Make new business rules
Define the goal for the new rules. Focus on the big picture, break it down into smaller parts and set rules for each of those smaller parts. It is also helpful to look at what you’re currently doing and ask where you can add or subtract things. Involve coworkers in the process, ask their opinion on what is working what can be done better. Finally, make and implement the rules and analyze the results.
Empower others to think individually
Let them know it’s OK to fail. Instill confidence in their abilities and stop micromanaging. It was difficult at first to trust my employees and not do it myself, but being hands off allows them to grow and you to focus on something else. Make sure they have the information and training to succeed. Let others know their opinion matters and will be considered in the decision making process.
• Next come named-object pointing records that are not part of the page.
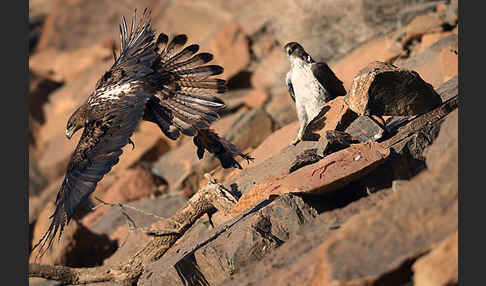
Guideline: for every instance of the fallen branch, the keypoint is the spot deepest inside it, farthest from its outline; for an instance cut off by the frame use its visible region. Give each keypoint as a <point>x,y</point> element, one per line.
<point>127,273</point>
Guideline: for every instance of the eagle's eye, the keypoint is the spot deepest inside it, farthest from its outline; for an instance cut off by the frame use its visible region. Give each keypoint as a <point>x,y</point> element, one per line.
<point>290,50</point>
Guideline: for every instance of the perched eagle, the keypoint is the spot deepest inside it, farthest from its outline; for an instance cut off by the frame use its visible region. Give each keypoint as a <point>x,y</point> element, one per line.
<point>158,81</point>
<point>310,84</point>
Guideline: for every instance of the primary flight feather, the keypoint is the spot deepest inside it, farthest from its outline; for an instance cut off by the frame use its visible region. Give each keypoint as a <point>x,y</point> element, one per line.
<point>156,80</point>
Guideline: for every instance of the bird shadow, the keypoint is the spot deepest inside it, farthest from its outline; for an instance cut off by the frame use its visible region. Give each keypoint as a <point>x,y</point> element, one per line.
<point>316,124</point>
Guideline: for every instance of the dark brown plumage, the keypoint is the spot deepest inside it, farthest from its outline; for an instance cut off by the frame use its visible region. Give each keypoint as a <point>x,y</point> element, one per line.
<point>158,81</point>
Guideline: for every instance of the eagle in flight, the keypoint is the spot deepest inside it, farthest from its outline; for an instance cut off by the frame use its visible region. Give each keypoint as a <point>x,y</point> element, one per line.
<point>157,80</point>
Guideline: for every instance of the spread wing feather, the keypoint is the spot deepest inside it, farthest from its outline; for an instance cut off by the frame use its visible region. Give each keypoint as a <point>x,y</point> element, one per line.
<point>97,152</point>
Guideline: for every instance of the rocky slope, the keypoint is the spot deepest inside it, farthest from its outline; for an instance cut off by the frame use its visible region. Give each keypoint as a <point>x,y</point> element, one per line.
<point>358,204</point>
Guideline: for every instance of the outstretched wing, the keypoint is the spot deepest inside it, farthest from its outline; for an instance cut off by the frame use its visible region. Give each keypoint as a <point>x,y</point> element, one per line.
<point>137,52</point>
<point>188,93</point>
<point>97,152</point>
<point>290,87</point>
<point>328,80</point>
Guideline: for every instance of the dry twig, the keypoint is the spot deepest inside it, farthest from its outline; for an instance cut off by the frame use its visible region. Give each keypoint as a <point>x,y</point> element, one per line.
<point>127,273</point>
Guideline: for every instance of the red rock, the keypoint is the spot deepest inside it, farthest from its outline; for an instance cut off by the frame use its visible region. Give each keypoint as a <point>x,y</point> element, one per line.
<point>329,174</point>
<point>374,246</point>
<point>129,242</point>
<point>230,49</point>
<point>129,185</point>
<point>133,184</point>
<point>430,39</point>
<point>383,49</point>
<point>73,24</point>
<point>423,24</point>
<point>283,136</point>
<point>445,141</point>
<point>64,66</point>
<point>384,89</point>
<point>281,106</point>
<point>440,266</point>
<point>437,63</point>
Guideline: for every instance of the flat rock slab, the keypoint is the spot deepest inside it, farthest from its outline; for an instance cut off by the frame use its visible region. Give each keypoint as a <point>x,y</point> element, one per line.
<point>274,156</point>
<point>365,129</point>
<point>212,258</point>
<point>329,174</point>
<point>440,266</point>
<point>378,247</point>
<point>384,89</point>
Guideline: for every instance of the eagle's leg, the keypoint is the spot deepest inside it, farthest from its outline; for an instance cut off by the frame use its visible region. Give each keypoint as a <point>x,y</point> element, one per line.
<point>299,136</point>
<point>303,120</point>
<point>131,142</point>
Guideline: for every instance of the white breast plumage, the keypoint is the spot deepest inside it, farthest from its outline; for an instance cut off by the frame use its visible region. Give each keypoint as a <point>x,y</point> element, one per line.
<point>111,93</point>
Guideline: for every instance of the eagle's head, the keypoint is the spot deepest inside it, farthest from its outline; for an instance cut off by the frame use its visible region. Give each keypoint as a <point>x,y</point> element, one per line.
<point>295,52</point>
<point>75,122</point>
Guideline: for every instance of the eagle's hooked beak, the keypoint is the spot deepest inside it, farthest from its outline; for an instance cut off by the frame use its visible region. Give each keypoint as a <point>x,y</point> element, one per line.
<point>69,133</point>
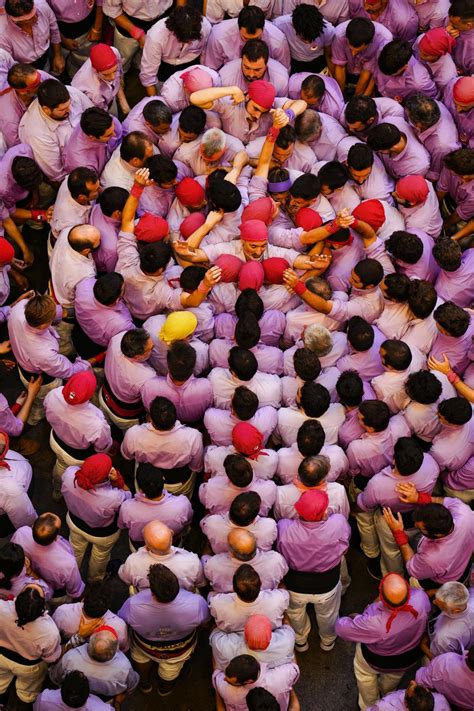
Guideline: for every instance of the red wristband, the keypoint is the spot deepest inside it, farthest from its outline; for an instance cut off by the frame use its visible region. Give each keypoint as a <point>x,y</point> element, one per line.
<point>299,288</point>
<point>38,215</point>
<point>136,32</point>
<point>400,537</point>
<point>137,190</point>
<point>332,227</point>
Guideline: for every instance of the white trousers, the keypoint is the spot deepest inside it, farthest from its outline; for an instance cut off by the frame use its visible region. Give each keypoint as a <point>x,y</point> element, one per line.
<point>326,608</point>
<point>372,685</point>
<point>100,553</point>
You are in this together, let others know they will be treated equally, praised for good work and respected as a person.
Don’t get hung up on the details
Leave perfection behind, it’s different for everyone, and remember the 80/20 rule. Focus your efforts on the details that matter to your “big picture” goal. Delegate the necessary day to day tasks to subordinates and outsource when you can. Don’t forget to set aside time to take a step back, look at the big picture and realign your focus.
How to inspire others to a common goal
Level the playing field, let others know they can trust you and they should trust each other. It is important to help them see and emotionally connect with the reward for achieving a positive outcome. Being a good enthusiastic example yourself gives them a template of what an inspired goal achiever looks like. To break the monotony, provide team building activities outside of the daily business grind and. On some level, care about others personal feelings and life outside of work, after all they’re people, not just cogs in the machine.
Be humble and human
Consider those around you along with their feelings. Listen before speaking, and share the wins. Give credit to all involved and ask for others opinions. This will build confidence and strengthen respect for you. Great leaders admit when they’re wrong and show that it’s OK. Don’t dwell on the past as it holds you back from moving toward the future. I personally use Godly principles, the “Golden rule” and recognize that I am only here because of the sacrifice of others. Don’t boast about achievements, the work will speak for itself.